Developing solutions in hours, not days
Because AR applications work on a multitude of devices, it is no longer a restricted technology. Even Android and iOS mobile devices we use can provide the operational gateway to reducing downtime and increased efficiency.
The service expert gets real-time visual insight to the application, accessing chat, images or videos shared by the on-site engineer, and in turn helps the customer troubleshoot by guiding through the service process with the aid of interactive tools that visualize and simplify the instructions.
Some recent outcomes show the value of AR in practice.
Field service engineers of a leading pulp and paper producer use headsets imparted with AR technology containing repair strategies and guidance documentation – so maintenance issues that would normally result in days of downtime due to travel and other logistics issues are solved in hours.
One of the world’s largest marine shipping operators needed remote maintenance to support problem-solving for its global fleet and reduce the impact of issues while at sea. Service support delivered through AR extends the ability of onboard technicians to address failures they would have otherwise lacked the experience to diagnose and complete.
Specialists could identify issues from thousands of miles away and provide their maintenance crews with instructions to solve problems, eliminating the need for re-routes, port stops and all the associated costs.
Bringing connected technology together
These AR solutions are available as downloadable apps from Google and Apple stores and use augmented reality to overlay the instructions on real equipment to expertly assist customers quickly and efficiently.
Interactive troubleshooting using step-by-step tutorials can be accessed by customers 24/7 for fast and easily accessible guidance through the different steps of key procedures. Facilitating remotely guided repairs and replacement of critical components takes this a step further, because in addition to using live on-screen annotations and digital overlays in the engineer’s field of vision, it also allows taking pictures, as well as audio and video sharing capability and guidance via live text chat.

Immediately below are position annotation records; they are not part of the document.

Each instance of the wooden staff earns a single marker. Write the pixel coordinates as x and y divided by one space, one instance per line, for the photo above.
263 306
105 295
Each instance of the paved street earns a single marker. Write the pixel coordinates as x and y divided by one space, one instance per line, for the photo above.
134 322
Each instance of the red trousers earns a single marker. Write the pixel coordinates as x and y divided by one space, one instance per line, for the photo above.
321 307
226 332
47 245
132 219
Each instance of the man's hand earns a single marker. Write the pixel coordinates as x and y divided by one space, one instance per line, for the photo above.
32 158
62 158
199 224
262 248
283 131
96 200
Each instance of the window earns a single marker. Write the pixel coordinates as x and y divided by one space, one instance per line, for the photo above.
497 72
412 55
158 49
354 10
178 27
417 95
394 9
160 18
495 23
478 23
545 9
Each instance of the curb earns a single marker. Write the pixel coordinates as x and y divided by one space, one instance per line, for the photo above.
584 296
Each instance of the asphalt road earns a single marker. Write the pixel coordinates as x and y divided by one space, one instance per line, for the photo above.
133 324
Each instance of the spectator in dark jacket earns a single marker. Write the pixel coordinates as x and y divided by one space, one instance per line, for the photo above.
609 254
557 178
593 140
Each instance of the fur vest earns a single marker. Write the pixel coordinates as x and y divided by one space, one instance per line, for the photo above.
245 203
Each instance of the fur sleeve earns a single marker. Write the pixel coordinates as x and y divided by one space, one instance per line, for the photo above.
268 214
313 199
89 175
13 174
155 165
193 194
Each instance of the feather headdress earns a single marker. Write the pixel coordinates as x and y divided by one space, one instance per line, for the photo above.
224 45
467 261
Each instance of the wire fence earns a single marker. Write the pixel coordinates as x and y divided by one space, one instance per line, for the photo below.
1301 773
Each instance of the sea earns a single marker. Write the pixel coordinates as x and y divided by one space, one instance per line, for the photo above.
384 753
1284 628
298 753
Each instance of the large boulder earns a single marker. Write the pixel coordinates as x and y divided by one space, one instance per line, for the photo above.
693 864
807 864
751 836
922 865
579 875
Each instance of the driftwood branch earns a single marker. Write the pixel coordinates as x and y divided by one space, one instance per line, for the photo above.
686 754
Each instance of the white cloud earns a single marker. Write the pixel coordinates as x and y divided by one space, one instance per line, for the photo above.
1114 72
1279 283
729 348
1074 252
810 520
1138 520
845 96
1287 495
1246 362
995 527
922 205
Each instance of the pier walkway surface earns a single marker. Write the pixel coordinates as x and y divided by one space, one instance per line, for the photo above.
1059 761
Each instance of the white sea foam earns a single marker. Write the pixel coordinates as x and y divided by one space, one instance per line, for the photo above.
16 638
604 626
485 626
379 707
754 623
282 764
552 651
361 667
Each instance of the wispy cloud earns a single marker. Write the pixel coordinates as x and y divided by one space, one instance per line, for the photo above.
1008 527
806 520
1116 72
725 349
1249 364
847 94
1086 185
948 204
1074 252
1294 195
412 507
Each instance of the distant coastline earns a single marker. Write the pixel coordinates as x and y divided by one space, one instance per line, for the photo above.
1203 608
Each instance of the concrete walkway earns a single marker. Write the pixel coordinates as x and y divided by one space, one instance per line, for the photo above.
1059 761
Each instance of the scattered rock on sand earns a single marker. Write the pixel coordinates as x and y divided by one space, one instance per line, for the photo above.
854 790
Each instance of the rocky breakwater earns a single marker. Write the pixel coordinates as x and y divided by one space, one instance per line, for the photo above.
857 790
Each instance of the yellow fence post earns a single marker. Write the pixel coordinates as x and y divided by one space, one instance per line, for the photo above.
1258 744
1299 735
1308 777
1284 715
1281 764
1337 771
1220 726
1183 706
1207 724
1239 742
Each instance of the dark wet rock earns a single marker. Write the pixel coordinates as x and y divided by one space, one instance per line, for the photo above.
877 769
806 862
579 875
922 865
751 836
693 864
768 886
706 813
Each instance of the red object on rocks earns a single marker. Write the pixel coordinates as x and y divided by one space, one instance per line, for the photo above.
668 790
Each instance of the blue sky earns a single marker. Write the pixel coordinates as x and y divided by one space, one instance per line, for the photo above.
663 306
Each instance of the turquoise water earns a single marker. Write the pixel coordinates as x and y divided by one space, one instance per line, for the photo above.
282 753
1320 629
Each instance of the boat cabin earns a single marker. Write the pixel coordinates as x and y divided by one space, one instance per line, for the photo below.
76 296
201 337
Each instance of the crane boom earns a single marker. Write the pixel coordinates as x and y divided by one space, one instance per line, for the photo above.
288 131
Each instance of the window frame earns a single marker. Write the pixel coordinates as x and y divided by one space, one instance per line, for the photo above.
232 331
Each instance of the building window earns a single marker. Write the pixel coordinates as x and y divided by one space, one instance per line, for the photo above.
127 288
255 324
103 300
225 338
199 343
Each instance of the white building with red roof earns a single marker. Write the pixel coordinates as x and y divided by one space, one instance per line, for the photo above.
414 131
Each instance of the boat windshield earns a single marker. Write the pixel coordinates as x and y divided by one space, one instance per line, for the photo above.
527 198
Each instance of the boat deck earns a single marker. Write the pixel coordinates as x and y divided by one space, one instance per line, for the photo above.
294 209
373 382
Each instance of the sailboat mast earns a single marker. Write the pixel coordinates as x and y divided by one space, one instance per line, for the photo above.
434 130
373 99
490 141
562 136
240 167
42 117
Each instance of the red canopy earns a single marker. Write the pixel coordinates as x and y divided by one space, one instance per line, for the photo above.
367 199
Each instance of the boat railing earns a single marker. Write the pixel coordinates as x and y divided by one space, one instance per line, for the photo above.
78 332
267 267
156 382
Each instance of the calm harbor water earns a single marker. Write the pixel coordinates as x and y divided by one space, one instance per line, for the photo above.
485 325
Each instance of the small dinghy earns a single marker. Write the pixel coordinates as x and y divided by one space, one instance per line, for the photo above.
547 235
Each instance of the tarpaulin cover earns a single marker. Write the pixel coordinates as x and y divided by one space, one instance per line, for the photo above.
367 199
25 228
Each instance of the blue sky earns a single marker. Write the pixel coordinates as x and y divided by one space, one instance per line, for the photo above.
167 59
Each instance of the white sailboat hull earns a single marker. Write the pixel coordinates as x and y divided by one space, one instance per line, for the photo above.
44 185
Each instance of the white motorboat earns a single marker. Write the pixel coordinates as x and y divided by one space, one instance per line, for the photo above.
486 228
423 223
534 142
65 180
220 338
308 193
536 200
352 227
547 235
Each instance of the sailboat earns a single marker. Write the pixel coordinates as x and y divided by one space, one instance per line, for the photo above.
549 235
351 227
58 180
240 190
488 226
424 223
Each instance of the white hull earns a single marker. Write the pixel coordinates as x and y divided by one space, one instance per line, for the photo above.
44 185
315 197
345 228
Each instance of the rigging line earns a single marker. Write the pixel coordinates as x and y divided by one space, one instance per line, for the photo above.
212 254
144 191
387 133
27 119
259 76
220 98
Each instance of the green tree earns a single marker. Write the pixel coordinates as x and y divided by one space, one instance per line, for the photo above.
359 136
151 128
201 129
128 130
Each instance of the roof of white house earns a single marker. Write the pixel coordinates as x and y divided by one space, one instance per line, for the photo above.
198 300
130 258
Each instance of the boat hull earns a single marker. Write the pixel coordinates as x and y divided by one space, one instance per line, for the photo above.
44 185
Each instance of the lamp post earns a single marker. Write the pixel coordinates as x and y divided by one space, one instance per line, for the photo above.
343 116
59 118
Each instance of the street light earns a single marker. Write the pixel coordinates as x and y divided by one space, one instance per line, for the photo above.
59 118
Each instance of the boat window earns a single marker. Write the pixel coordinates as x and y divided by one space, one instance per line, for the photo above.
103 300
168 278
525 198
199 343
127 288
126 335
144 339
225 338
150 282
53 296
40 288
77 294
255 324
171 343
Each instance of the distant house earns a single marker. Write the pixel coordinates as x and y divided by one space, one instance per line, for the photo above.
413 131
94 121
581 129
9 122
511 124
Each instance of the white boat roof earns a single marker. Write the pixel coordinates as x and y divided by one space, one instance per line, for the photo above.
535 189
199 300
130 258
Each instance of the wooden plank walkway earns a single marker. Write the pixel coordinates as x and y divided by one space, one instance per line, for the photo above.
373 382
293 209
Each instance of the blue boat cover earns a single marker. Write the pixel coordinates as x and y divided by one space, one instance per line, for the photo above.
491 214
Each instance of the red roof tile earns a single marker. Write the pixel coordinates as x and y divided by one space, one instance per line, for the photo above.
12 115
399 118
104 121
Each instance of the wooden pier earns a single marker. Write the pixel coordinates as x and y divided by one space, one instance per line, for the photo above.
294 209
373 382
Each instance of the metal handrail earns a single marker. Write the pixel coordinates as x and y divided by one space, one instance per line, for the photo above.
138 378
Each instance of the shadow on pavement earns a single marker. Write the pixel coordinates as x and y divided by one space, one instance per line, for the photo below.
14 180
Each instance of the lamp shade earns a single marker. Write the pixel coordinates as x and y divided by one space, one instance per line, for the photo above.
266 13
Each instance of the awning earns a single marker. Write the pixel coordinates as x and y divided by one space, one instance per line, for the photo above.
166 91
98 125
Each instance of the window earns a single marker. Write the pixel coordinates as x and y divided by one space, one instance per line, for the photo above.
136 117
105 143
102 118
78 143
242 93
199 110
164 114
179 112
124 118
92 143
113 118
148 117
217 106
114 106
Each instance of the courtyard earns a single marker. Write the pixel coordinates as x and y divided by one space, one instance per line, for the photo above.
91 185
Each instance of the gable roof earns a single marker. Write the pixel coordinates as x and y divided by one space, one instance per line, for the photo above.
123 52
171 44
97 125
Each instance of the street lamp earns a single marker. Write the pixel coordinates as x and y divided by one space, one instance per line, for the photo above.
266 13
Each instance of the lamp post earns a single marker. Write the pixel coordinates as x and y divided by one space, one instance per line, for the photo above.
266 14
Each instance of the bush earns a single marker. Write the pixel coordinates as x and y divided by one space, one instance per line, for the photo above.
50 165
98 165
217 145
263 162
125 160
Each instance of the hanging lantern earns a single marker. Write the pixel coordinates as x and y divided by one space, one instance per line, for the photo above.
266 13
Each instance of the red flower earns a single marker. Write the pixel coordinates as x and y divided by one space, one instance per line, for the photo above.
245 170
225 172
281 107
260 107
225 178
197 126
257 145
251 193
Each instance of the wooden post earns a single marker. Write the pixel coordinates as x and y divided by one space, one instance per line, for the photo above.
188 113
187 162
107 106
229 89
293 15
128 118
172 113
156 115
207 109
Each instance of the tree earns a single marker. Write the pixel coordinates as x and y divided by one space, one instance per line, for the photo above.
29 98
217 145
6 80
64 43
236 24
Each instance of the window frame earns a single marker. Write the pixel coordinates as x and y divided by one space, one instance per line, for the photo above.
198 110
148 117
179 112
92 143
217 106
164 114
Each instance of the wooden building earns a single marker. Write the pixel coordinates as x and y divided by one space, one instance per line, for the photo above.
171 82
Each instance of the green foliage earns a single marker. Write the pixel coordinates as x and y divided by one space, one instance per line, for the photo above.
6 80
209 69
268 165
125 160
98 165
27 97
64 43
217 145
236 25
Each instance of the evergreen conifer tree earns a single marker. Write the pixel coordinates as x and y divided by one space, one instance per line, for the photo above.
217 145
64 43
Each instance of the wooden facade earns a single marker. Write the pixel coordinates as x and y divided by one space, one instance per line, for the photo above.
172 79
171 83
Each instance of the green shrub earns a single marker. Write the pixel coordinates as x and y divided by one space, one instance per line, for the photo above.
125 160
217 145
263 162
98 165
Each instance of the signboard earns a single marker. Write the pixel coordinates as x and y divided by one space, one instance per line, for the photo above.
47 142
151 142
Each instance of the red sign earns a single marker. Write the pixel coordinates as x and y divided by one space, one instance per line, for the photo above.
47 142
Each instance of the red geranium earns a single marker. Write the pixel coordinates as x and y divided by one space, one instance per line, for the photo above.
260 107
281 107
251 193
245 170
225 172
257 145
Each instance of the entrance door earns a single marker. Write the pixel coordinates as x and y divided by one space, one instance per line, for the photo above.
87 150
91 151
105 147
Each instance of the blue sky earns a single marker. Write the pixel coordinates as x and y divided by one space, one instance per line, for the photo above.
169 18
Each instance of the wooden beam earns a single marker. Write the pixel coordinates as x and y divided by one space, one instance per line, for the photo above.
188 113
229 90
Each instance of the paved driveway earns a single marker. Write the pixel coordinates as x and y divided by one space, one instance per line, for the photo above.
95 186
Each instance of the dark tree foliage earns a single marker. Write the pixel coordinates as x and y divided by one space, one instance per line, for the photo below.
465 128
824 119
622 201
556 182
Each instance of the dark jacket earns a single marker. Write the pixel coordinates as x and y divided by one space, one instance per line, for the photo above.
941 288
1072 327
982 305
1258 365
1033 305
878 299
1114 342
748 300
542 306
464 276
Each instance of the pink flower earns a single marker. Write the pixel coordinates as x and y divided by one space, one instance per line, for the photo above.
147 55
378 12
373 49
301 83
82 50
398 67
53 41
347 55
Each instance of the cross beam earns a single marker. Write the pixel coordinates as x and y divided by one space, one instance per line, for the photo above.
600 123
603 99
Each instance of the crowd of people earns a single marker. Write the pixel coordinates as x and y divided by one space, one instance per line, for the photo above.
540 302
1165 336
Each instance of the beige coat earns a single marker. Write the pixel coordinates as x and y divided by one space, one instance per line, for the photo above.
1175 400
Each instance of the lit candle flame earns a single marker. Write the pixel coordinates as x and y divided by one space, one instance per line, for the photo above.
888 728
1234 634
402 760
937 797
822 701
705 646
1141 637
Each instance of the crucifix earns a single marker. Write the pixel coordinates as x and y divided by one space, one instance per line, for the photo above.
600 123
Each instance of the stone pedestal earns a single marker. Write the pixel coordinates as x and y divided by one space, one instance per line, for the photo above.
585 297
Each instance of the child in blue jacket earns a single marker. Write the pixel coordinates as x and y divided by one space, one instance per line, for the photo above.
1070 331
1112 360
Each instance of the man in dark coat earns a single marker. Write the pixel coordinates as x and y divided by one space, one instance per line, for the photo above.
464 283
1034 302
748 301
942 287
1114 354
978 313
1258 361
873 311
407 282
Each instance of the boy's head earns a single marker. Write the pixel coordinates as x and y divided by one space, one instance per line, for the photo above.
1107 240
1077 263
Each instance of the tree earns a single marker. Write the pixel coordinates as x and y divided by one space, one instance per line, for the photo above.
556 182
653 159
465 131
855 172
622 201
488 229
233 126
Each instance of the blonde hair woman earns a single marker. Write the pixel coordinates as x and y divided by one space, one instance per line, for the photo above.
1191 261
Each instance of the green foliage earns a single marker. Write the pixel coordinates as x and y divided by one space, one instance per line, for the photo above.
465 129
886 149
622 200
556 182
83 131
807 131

A service assist mobile app provides information even faster and more efficiently with the additional support of a virtual assistant, which can find immersive guides, books appointments for either on-site or remote services. It also pulls together company and other related documentation in a single digital location.
The speed of resolution is tangible and vital in minimizing potentially disruptive and expensive downtime.
Value-added AR solutions should integrate multiple data sources and collaboration tools into the same augmented environment, so teams can collaborate much more effectively, regardless of their location, and get virtually hands on.
As we continue to navigate the challenges of a constantly changing energy landscape, the adoption of AR will only continue to accelerate. Providing operators with the visual information needed to fix problems and issues is a winning formula for achieving ongoing improved efficiency, quicker and safer resolutions as well as enhancing asset life and performance.
AR empowers end users and boosts positive and proactive interaction, so for both parties service support is conducted in a faster, more optimized and sustainable way.